A while back I was rear ended by a guy from Vera Cruz. We talked during our seemingly interminable wait for the police to show up and take a report. He was a nice guy, and I had a chance to practice my Spanish, which still isn’t horrendous vocabulary wise despite my accent clearly belongs to an English speaking guero con piel el color de papel. His truck was insured, thankfully, but not him. It was his boss’s truck, and we had to wait for the boss’s wife to arrive and resolve the issue with the policia, though that was due to my Vera Cruz friend being neither legally licensed nor legally in the country. To my knowledge, nobody was deported, but I did see a few nervous glances made by my new Mexican amigo.

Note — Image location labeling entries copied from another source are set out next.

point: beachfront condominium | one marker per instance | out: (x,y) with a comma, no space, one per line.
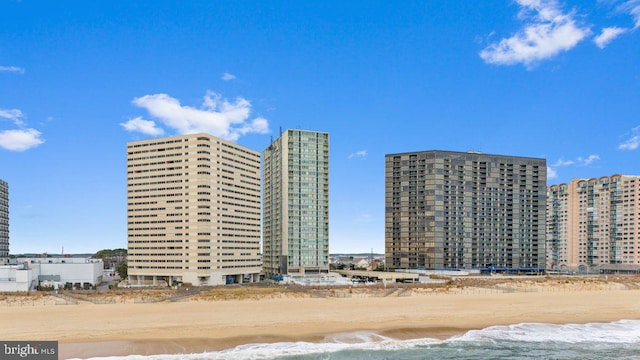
(193,211)
(593,225)
(295,214)
(456,210)
(4,222)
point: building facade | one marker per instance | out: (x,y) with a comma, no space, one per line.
(593,225)
(296,204)
(4,222)
(193,211)
(460,210)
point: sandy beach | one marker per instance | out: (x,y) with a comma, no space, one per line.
(211,321)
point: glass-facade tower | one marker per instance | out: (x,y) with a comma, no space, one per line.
(295,210)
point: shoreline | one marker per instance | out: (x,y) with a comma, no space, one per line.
(195,326)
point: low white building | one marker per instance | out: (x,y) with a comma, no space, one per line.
(27,273)
(19,277)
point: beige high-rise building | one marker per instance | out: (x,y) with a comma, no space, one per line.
(193,211)
(593,225)
(296,204)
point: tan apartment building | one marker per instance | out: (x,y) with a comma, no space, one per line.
(296,204)
(193,211)
(593,225)
(457,210)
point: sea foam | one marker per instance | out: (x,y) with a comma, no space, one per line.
(618,332)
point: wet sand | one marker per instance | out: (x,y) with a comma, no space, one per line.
(89,330)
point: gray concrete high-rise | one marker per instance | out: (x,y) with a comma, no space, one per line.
(459,210)
(295,209)
(4,221)
(193,211)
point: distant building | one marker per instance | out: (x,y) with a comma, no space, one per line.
(193,211)
(458,210)
(296,204)
(4,222)
(593,225)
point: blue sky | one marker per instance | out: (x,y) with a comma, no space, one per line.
(80,79)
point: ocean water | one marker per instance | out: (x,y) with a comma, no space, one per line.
(615,340)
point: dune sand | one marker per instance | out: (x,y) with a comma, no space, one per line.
(87,329)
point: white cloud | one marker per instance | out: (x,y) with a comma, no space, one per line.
(360,154)
(20,140)
(552,170)
(12,69)
(589,160)
(11,114)
(607,35)
(365,218)
(633,8)
(548,32)
(144,126)
(228,77)
(633,141)
(561,162)
(216,116)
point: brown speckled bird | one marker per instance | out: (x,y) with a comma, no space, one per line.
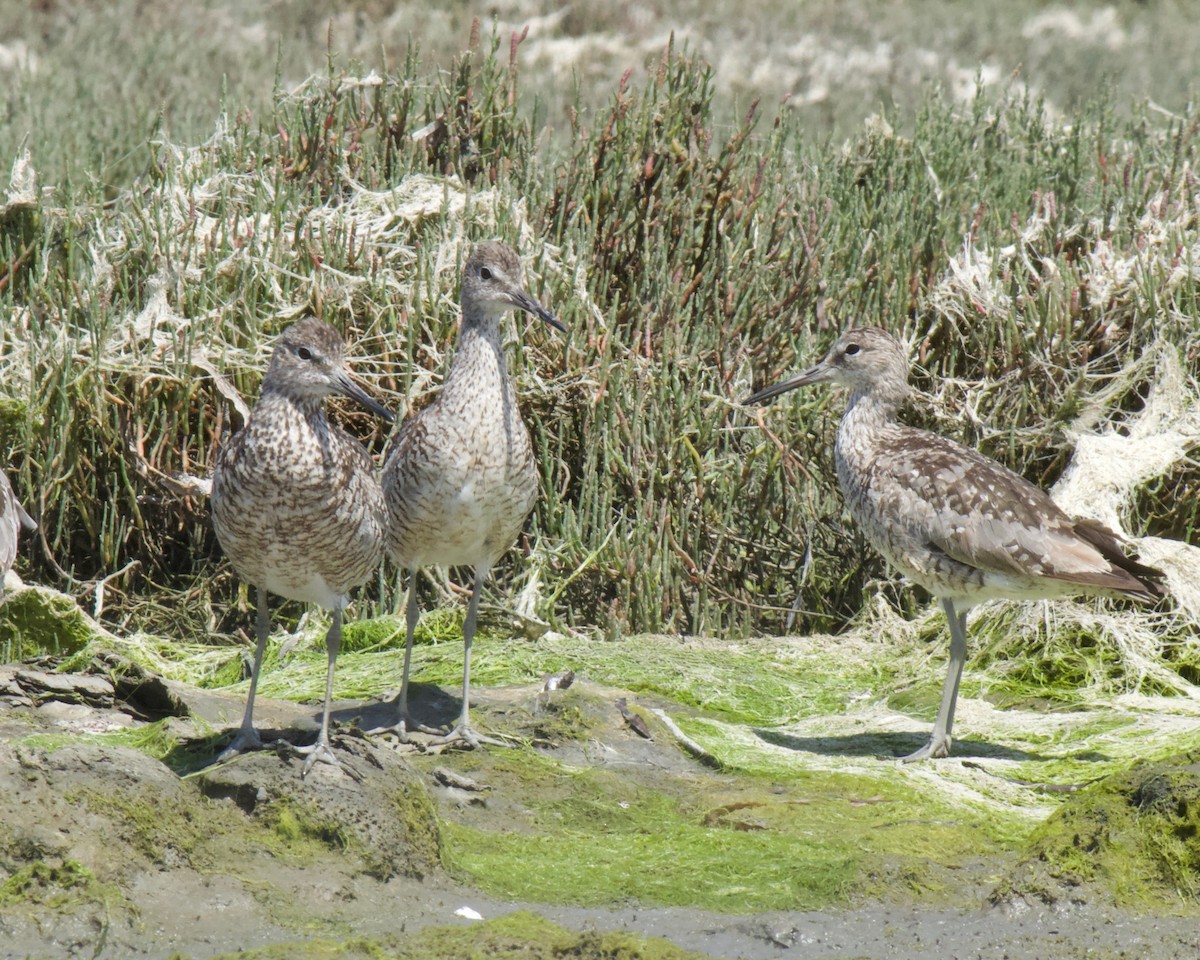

El jefe’s esposa, when she arrived, left her 2 year old daughter in the back of her fancy BMW while we worked through the report. It was safer there than on the side of the freeway, even in the rush hour traffic. At one point the boss’s wife mentioned, “I never wanted to be one of those moms who just hands her kid an iPad to shut her up, yet so often that’s exactly what I do.”
That’s a fight I know well. We’ve battled it in our home for years, wrestling with how much TV and games to allow our kids to watch. I know we’re supposed to sacrifice everything to make our bratty little brood transform into people with a little more dignity and grace than they show now, which currently more closely resembles The Jerry Springer Show than Downton Abbey. Plenty of people will claim that each minute we expose then to television’s infectious minds altering invisible moonbeams makes them more likely to toil away the rest of their lives in America’s dirtiest trailer parks, but gosh darn if we don’t need a break every now and then.
It’s especially hard with Finley, who all but loses control if he can’t see a responsible adult for five seconds when he’s not engrossed in a show. Anxiety runs heavily in our family, and he seems to have gotten an extra dose. At some point we’ll just throw up the white flag and turn on Phineas and Ferb or My Little Pony to endless Netflix loops. It’s that or face the screams (or worse — wanton destruction as has been documented on Facebook and will be mentioned more in a post to come). Sometimes the screens just have to run to keep me from jumping in the car and running off to some place really terrible. Like Kansas.
It’s gotten both better and worse with the iPads. With our current set up, we can hand them both their own personal screen, which will stop the infighting for just a few minutes. At least until the battery runs out on one of the devices. Then it’s a battle royale to see who gets the remaining device. It has helped though, at least with the screaming in the car (which I’ve reserved an entire post to discuss at a later date).
Does all this make us bad parents? I’m 100% positive that I can find a healthy number of people who says it does, even without invoking Rule 43. Though I could probably just as easily find a decent number who claim that NOT letting them use their iPads will lead to their eminent death, since the only thing more widely spread around the internet than porn and politics (which, in some ways, are one in the same) is conflicting parenting advice.
I figure it can’t be too bad, anyway. Cumulatively, I spent at least a year of my life growing up raised by the combined parenting prowess of Atari and Nintendo, and not because my parents were were trying to outsource responsibility to game makers. Now I’m an accountant. And believe it or not, there are worse outcomes than that.
So I don’t know. We could probably do better about this whole screen time thing, though I’m not sure I’d survive. Maybe if I posted pictures around my office of Kansas’ world famous mountain ranges it’d help keep me tethered, help me realize that despite the blood curdling outbursts every time I so much as close the door to go to the bathroom, my life could be so much worse.